Chris got called to be in the bishopric of a singles ward on campus. His ward goes from 9:00 AM-12noon, and our normal married student ward goes from 12noon-3:00 PM. So, potentially I could go to 6 hours of church, if I was feeling very adventurous. I'm never feeling adventurous on Sunday.

I always try to at least hit up the minimal 3 hours, whether it's 2 hours here, 1 hour there, whatever... Also, I try to at least show up at both wards, at some point in time during the day, but sometimes it's easier said than done--- J thinks that 20 minutes of church is long enough; talking him into 3-6 hours is a whole other story. Basically our routine lately has been going to Chris' ward the usual 9-12, eat lunch, put J down for a nap. If/when Chris gets done with his meetings, he comes home before 2:00, and then I head off to my own Relief Society.

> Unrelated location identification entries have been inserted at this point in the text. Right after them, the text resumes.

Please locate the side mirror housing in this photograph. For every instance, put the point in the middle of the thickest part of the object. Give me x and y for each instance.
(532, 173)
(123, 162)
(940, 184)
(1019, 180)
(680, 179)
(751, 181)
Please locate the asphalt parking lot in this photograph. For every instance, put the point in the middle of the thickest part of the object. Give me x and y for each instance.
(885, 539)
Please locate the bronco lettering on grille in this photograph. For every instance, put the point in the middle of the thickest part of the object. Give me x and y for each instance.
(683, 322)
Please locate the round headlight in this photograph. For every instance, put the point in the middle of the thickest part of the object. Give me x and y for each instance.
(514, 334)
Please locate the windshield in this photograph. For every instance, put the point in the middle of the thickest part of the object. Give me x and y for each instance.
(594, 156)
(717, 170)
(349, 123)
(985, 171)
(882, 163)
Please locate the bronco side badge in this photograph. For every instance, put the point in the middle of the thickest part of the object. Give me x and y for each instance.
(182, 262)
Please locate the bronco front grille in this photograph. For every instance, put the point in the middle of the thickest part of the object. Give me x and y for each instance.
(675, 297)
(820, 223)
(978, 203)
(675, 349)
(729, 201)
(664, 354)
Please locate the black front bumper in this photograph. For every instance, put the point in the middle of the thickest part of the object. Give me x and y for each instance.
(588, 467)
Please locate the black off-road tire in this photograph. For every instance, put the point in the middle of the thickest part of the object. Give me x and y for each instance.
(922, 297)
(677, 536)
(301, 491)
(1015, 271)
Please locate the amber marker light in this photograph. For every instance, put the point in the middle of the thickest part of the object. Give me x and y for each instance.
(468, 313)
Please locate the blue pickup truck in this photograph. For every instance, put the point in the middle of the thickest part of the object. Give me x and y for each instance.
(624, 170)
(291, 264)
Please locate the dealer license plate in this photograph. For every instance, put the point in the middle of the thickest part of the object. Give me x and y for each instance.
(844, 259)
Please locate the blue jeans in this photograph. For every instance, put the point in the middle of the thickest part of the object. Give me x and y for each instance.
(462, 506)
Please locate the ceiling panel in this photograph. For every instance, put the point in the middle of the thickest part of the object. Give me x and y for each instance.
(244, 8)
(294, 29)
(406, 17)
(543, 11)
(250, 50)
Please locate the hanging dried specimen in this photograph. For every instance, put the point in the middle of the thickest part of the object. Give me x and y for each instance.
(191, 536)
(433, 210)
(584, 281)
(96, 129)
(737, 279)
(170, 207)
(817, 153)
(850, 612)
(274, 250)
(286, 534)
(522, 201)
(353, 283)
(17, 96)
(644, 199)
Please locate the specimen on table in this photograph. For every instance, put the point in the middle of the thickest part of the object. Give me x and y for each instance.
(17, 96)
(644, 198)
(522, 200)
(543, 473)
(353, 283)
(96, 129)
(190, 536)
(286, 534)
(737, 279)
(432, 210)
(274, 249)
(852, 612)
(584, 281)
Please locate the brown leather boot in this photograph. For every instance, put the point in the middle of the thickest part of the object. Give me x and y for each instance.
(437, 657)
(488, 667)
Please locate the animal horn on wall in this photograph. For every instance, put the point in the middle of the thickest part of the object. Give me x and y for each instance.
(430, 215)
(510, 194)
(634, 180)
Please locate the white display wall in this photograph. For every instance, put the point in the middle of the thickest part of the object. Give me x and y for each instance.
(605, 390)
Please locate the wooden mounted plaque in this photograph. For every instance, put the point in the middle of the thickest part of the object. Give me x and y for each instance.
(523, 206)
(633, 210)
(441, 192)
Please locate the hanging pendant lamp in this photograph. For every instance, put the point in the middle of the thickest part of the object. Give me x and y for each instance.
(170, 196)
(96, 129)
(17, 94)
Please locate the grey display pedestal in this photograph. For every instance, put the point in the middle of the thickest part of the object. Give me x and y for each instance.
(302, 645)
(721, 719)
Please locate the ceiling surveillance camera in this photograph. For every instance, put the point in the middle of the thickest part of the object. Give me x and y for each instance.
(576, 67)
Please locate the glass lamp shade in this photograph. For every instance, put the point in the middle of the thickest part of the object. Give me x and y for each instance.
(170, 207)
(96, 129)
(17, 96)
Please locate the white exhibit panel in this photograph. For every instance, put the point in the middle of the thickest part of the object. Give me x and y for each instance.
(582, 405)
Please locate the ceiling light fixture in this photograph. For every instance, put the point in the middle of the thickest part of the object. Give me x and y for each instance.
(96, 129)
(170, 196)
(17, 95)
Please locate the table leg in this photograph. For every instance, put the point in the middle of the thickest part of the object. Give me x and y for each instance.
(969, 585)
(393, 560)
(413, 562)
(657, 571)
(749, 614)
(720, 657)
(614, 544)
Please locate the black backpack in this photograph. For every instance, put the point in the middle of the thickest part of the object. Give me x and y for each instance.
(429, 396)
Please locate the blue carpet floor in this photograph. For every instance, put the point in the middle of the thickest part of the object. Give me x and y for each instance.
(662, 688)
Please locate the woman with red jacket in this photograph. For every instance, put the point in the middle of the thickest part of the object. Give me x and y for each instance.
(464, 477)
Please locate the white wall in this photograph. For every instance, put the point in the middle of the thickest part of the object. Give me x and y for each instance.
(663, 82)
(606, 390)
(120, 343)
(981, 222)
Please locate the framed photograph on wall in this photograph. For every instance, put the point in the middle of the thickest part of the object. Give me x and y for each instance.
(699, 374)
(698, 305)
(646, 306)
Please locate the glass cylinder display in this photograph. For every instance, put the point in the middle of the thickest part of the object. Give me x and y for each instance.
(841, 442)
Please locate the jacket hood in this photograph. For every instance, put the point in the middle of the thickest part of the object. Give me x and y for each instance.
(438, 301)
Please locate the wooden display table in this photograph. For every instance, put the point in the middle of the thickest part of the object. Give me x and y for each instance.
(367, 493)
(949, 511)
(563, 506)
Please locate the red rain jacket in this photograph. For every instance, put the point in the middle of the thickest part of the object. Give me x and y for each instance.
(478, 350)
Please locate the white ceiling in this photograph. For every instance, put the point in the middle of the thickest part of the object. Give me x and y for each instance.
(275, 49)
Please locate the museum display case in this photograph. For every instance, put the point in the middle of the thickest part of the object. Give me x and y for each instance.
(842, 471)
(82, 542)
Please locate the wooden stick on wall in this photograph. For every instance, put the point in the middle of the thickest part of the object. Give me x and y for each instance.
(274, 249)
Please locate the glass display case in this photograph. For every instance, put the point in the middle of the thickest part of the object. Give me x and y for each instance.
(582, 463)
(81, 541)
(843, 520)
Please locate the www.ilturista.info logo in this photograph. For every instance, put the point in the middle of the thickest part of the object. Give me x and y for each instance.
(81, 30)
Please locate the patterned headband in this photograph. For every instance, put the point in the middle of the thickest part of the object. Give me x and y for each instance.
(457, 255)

This is all done with very selfish motives. I simply want two things to happen at church: J to see that his Dad is actually an active member (why we go to the singles ward), and to be uplifted by married women (why I go to the married ward). Let me explain:

At first I was just planning on going to my normal family ward, without Chris. Then, I got to thinking (remember, everything with me is way more dramatic then necessary) "Wait a minute. I don't want this to cause any weird childhood issues with J thinking, 'Why doesn't Daddy ever go to church with us?' Especially because in the morning, I would tell J, 'Say bye to Daddy, he is going to his church...' Yes, that could have some very deep emotional impact on his life down the road", the whole 12 months old that he is. Can't have that happen. As we would sit in our own ward for the 3 hours, he didn't have his Dad there with us, and for all he knew, he was off going to some radical church 3 hours before we did. So, I decided against the 100% my ward thing.

Then I was just planing on going to Chris' singles ward, with Chris. That would solve the whole ruining-J's-childhood-problem. But, then I started to worry about my own psychological issues that could result from this. You see, Chris and I work in the Hales (dorms). We deal with the single students from Monday-Monday. Every day of the year. Now, he is in a singles ward, dealing with the same exact (ok, not all the same exact, but you get my idea) people. Most married people on campus live over in the housing development called TVA. We lived there for a whopping 6 weeks before J was born. I never got that whole "married-connection" thing. So, now moving us over to the singles ward, was shunning us even more from this married world I oh-so-badly wanted to be a part of. That my friends, is why I want to show up, for at least an hour, to be with the married woman. That is my ONE HOUR during the week, that I get to be with woman who are in the same boat as me; who are far more inspiring than my mind is, and I get to just bask in their presence.

Call me crazy, I get it. But really, I know each and every person that lives in TVA knows the whole "married-connection" thing I am talking about. Everyone knows everyone, and all the kids run around wild together. We don't have that over here in the Hales. J is an only child, among 200 + college students. He thinks the world revolves around him, because all of our residents just adore him. Remember how I am going through adult withdrawl? Well our residents are going through baby withdrawl, so J gets the full force of their affection.

Anyway, I think I have a pretty good system down now. At least until December, when J should start nursery, plus this extra little human coming to our family. What to do, what to do?? Oh gee... here we go again.

1 comment:

  1. i am SO with you ... living way out in hauula, the 3 miles away it is, i feel so isolated. i used to go to TVA all the time to act like i was part of the "married connection" as you called it but always felt kinda of like the resident martian, by no fault of anyone but myself. yada yada yada ... i would LOVE to ward-hop back to the 14th ward, so you go girl!